Die Rahmenbedingungen für die Entwicklung der Orphan Drugs – von pharmazeutischen
Unternehmern seit Jahren bereits, ebenso wie die Krebsmedizin, als neues, sehr lukratives
Geschäftsfeld erkannt – sollten von Seiten der regulatorischen Behörden und der
Gesundheitspolitik einer kritischen Analyse unterzogen werden. Orphan Drugs zeigen in den
letzten Jahren ein stabiles Umsatzwachstum, mit Wachstumsraten von etwa 7,5 Prozent und
inzwischen einem globalen Umsatz von mehr als 100 Mrd. US-Dollar pro Jahr, der einem Anteil
von etwa 15 Prozent am weltweiten Umsatz von Arzneimitteln entspricht. Nur vereinzelt ist dies
auf die Entwicklung von Orphan Drugs für Patienten mit sehr seltenen angeborenen
Erkrankungen, wie der Mukoviszidose oder Mukopolysaccharidose, zurückzuführen.
Verantwortlich für das Umsatzwachstum ist eher die „Orphanisierung“ sogenannter
Volkskrankheiten im Rahmen der individualisierten Arzneimitteltherapie – insbesondere bei
Krebserkrankungen, bei denen es zunehmend gelingt, kleine Untergruppen bei eher häufigen
Tumorerkrankungen anhand von Biomarkern zu unterscheiden.
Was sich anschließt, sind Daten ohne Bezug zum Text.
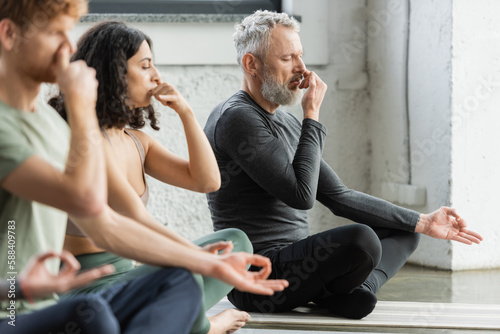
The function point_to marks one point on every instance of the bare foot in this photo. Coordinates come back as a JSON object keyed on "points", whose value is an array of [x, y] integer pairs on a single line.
{"points": [[228, 321]]}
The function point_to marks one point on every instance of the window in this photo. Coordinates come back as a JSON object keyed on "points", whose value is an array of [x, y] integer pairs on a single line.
{"points": [[182, 7]]}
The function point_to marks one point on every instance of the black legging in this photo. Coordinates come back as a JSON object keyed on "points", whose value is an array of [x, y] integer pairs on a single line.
{"points": [[330, 263], [84, 314]]}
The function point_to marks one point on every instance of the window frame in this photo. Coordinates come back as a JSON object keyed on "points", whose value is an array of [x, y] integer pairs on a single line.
{"points": [[182, 7]]}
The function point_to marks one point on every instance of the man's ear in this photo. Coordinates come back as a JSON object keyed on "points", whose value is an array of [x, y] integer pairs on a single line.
{"points": [[251, 64], [9, 33]]}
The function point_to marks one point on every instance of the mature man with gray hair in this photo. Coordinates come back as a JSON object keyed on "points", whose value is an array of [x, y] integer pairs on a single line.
{"points": [[272, 173]]}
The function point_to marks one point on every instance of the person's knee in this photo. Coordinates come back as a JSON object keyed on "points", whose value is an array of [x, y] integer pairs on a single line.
{"points": [[239, 239], [185, 281], [364, 239], [413, 241], [94, 315]]}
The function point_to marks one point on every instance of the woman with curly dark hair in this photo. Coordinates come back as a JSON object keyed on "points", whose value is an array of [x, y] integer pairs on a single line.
{"points": [[128, 80]]}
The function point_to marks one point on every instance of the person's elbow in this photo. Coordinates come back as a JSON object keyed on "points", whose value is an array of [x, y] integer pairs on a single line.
{"points": [[211, 186], [302, 204], [87, 204]]}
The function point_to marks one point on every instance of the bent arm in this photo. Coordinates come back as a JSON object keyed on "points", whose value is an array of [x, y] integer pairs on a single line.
{"points": [[200, 173], [360, 207]]}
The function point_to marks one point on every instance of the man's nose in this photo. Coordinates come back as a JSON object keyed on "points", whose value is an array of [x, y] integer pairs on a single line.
{"points": [[300, 66]]}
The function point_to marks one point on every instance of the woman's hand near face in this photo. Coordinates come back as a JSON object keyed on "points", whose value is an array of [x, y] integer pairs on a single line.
{"points": [[170, 97]]}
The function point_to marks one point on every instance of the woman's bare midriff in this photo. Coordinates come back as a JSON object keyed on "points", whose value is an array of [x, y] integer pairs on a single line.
{"points": [[80, 245]]}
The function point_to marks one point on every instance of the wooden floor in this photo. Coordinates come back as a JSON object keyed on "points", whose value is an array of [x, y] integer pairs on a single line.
{"points": [[416, 300], [386, 315]]}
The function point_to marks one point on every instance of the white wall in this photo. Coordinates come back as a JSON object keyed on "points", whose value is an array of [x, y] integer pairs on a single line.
{"points": [[475, 117], [453, 82]]}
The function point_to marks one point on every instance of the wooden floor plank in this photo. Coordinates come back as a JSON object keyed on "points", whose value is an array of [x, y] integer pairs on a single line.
{"points": [[386, 314]]}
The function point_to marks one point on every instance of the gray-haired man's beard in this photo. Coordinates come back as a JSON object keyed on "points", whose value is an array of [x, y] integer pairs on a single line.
{"points": [[278, 93]]}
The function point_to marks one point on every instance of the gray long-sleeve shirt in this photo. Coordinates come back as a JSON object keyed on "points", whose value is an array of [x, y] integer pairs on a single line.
{"points": [[272, 173]]}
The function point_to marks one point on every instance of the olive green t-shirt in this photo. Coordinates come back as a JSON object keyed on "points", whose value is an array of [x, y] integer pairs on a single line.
{"points": [[34, 227]]}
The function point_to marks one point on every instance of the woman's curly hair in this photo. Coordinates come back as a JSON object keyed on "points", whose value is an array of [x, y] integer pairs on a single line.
{"points": [[106, 47]]}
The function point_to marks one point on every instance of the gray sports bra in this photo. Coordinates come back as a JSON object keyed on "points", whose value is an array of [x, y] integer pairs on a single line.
{"points": [[71, 227]]}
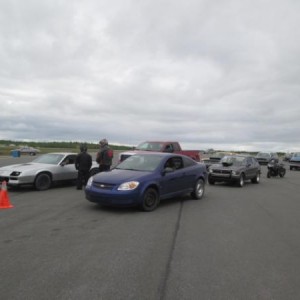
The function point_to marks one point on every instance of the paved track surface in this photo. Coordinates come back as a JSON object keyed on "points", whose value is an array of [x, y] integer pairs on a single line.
{"points": [[235, 243]]}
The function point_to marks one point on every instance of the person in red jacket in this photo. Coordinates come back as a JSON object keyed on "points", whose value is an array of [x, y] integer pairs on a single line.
{"points": [[104, 156]]}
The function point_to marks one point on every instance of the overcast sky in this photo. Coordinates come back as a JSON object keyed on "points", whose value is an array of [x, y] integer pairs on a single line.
{"points": [[207, 73]]}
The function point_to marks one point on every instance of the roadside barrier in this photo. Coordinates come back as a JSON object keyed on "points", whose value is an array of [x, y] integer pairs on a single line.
{"points": [[4, 199]]}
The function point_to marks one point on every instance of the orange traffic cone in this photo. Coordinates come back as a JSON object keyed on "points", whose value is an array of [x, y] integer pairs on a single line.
{"points": [[4, 199]]}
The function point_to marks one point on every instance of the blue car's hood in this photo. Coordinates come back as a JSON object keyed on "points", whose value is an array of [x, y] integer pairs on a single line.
{"points": [[295, 158], [117, 176]]}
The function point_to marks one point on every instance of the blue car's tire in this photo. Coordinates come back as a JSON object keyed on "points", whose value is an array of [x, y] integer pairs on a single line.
{"points": [[150, 200], [42, 181], [198, 189]]}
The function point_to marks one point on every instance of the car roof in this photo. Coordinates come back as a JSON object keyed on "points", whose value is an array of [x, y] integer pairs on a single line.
{"points": [[166, 154], [62, 153]]}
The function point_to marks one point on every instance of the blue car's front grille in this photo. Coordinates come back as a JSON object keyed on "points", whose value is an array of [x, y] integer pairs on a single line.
{"points": [[103, 186]]}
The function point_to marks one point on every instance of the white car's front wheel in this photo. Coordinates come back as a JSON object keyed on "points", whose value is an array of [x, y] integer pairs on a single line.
{"points": [[42, 181]]}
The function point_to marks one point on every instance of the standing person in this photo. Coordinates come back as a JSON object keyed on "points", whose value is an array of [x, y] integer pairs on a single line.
{"points": [[83, 164], [104, 156]]}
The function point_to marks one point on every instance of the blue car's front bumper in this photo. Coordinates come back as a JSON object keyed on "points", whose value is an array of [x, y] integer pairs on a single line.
{"points": [[112, 197]]}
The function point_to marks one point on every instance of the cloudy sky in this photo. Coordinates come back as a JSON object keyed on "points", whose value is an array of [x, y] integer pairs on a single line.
{"points": [[207, 73]]}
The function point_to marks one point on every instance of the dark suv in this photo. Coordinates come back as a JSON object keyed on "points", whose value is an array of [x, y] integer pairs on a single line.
{"points": [[235, 169]]}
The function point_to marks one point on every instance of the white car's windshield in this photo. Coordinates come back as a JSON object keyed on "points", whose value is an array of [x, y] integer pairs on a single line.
{"points": [[140, 163], [263, 155], [52, 159]]}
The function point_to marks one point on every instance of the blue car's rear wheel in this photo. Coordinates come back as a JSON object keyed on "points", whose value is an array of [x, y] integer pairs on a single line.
{"points": [[198, 189], [150, 200], [42, 181]]}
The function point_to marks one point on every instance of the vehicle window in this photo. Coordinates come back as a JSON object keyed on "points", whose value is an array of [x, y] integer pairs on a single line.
{"points": [[153, 146], [169, 148], [233, 160], [52, 159], [188, 162], [140, 163], [178, 164], [249, 161], [70, 160], [176, 147]]}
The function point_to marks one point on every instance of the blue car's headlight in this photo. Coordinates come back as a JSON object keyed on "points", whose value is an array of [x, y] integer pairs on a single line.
{"points": [[15, 173], [128, 186], [90, 182]]}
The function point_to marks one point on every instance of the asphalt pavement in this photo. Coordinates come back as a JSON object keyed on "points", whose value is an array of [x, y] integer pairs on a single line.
{"points": [[235, 243]]}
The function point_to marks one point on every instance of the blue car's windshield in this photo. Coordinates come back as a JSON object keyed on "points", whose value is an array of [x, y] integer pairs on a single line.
{"points": [[52, 159], [150, 146], [140, 162]]}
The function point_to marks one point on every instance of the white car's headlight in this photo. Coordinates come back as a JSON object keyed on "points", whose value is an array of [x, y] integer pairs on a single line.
{"points": [[128, 186], [90, 182]]}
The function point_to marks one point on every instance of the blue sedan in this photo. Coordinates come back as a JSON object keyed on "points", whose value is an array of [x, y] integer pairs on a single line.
{"points": [[145, 179]]}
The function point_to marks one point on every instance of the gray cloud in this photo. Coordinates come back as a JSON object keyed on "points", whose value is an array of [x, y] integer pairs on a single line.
{"points": [[206, 73]]}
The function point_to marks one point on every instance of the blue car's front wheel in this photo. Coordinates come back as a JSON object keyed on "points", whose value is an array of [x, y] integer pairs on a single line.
{"points": [[150, 200]]}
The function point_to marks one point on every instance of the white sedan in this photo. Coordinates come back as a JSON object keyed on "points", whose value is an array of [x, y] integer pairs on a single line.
{"points": [[43, 171]]}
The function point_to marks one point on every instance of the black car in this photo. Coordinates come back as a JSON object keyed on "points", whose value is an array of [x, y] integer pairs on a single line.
{"points": [[235, 169]]}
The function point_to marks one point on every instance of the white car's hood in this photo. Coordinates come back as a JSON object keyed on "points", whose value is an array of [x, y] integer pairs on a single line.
{"points": [[23, 167]]}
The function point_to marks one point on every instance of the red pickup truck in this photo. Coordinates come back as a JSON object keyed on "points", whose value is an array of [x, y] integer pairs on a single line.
{"points": [[172, 147]]}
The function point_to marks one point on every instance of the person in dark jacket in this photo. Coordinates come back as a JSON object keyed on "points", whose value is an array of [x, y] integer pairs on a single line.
{"points": [[83, 164], [104, 156]]}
Orphan Drugs werden in
Zulassungsstudien, etwa bei Krebs und neurologischen Erkrankungen, weniger gründlich
geprüft als andere Arzneimittel. Dies liegt vor allem an der kleinen Anzahl von untersuchten
Patienten, dem mitunter nicht-randomisierten Design der klinischen Studien mit meist
Surrogatendpunkten und der sehr kurzen Nachbeobachtungsdauer. Auch hier gilt es, in
Zukunft die Anforderungen an die Zulassung von Orphan Drugs zu erhöhen. Dabei sollte mehr
Wert gelegt werden auf wissenschaftliche Erkenntnisse zu patientenrelevanten Endpunkten
sowie auf Vergleichsstudien mit therapeutischen Alternativen, die auch bei Orphan Drugs
mitunter durchaus zur Verfügung stehen.